3 weeks ago, there was an announcement from the government that students should be tested on their times tables at the end of KS2. How did the blogging world respond?
Some parts of the blogging world reached an immediate consense. The teaching union blogs were against. The ATL‘s blog claimed that times tables are too narrow to be concerned about, objecting to the timed element, and raising practical concerns. The Voice blog published a statement opposing testing on principle. The NAHT site featured a blogpost describing the announcement as “spin” and suggesting it was a criticism of schools.
There was a similar consensus from most blogs providing political commentary on education. Roger Titcombe, at the Local Schools Network claimed that the tests “conjured up Gradgrindian classroom scenarios”. Michael Rosen preferred Alice In Wonderland to Hard Times, but seemed to object. Education commentator, Owen Hathway also opposed the tests, claiming that tables tests were unnecessary and interfering, and that:
…the world has moved on. Children learn in different ways in the digital age and using a calculator, or phone, is a simple way of looking up times tables. … we must …. be mindful of the modern world and make sure that children and young people use the computing ability on their mobile phones so they can get that at their fingertips.

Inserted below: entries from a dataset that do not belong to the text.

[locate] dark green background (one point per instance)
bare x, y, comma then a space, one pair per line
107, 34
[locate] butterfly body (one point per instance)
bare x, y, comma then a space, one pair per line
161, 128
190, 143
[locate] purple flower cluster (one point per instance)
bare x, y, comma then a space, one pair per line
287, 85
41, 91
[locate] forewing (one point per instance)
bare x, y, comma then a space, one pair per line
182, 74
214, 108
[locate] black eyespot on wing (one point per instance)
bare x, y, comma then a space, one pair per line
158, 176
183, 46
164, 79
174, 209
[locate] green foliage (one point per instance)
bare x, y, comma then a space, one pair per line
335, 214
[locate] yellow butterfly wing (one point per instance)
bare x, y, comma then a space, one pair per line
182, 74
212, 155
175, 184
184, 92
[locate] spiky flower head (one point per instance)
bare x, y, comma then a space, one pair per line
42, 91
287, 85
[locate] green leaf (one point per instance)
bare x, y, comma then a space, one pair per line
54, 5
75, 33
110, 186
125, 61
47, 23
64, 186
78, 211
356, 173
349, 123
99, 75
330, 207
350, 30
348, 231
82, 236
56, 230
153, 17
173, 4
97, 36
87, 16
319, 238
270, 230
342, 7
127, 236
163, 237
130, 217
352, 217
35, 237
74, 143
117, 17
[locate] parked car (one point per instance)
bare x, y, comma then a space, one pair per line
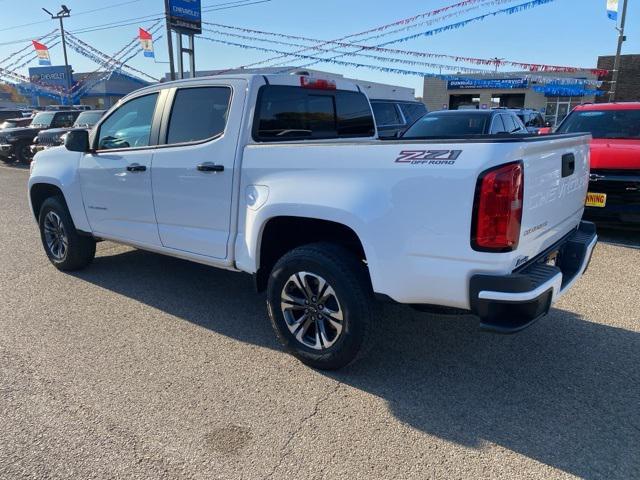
58, 108
281, 176
6, 114
15, 122
614, 185
532, 119
392, 117
455, 123
15, 143
54, 137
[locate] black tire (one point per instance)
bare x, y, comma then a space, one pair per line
23, 154
348, 277
80, 249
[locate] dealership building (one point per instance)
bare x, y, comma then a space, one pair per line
99, 89
535, 90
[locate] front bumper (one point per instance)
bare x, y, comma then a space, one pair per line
6, 150
37, 148
510, 303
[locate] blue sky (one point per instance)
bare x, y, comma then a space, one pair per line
565, 32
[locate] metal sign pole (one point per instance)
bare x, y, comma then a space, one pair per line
180, 52
616, 63
192, 57
172, 68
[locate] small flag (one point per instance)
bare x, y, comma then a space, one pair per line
42, 52
146, 42
612, 9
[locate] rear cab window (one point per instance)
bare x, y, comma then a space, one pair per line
286, 113
198, 114
413, 111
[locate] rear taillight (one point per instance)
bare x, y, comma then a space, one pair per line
317, 83
497, 212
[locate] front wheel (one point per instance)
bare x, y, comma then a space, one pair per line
319, 299
65, 247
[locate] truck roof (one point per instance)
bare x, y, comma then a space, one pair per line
610, 106
272, 79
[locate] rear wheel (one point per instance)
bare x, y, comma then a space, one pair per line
65, 247
319, 300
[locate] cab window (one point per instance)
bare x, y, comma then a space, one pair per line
198, 113
292, 113
497, 126
64, 119
129, 126
386, 114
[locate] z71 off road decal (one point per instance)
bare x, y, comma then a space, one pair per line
428, 157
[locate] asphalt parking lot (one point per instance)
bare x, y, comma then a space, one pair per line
144, 366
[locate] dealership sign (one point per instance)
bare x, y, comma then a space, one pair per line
472, 83
184, 15
55, 76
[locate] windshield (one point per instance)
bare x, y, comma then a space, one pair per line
624, 124
43, 119
87, 119
448, 124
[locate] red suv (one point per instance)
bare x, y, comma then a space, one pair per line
614, 186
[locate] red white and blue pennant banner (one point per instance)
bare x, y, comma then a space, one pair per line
612, 9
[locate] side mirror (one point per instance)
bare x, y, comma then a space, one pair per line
389, 136
77, 141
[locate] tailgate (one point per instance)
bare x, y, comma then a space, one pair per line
556, 176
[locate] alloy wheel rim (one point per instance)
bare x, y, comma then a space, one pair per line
55, 236
311, 310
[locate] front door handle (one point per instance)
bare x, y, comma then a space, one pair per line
136, 167
210, 167
568, 164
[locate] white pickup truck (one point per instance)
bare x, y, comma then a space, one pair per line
283, 177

Jules Darby, on the Labour teachers blog, suggested that the tests would impact on those with SEN and existing difficulties. However, two other Labour Teacher commentators had a more mixed perspective, with Michael Tidd analysing the Labour Party’s response and Lisa Harford discussing both the importance of knowing times tables, and the limitations of tables tests as in indicator.
That Labour Teachers were less hostile than political commentators who don’t teach, might be explained by the differences of opinion among teacher bloggers generally. Two secondary maths teachers wrote positively about the idea of times tables tests. Jeff, from the “A Maths Teacher Writes” blog, argued that times table knowledge is important for further progress in maths, and that tables were not difficult to learn. Tom Bennison also wrote to criticise the objections to the tests, particularly complaints that testing is bad for children: “Of course I realise that some children may not particularly enjoy tests, but the ‘children hate tests and they make them hate maths’ talk that is common is a massive stereotype and not universally backed up with any evidence.” One secondary maths teacher did object; Mr Chadburn argued that “Rapid recall is only of use in the future in a pub quiz”. Two primary teachers, Gawain Little and Mr Teacher wrote posts contrasting mathematical understanding and reasoning with the recall of times tables facts. The strongest objections were made by home educator Ross Mountney who argued that the tests “…will inevitably change teachers’ behaviour towards pupils, possibly towards a more coercive style if they feel that there is a real threat to their status as a result of their children’s performance”.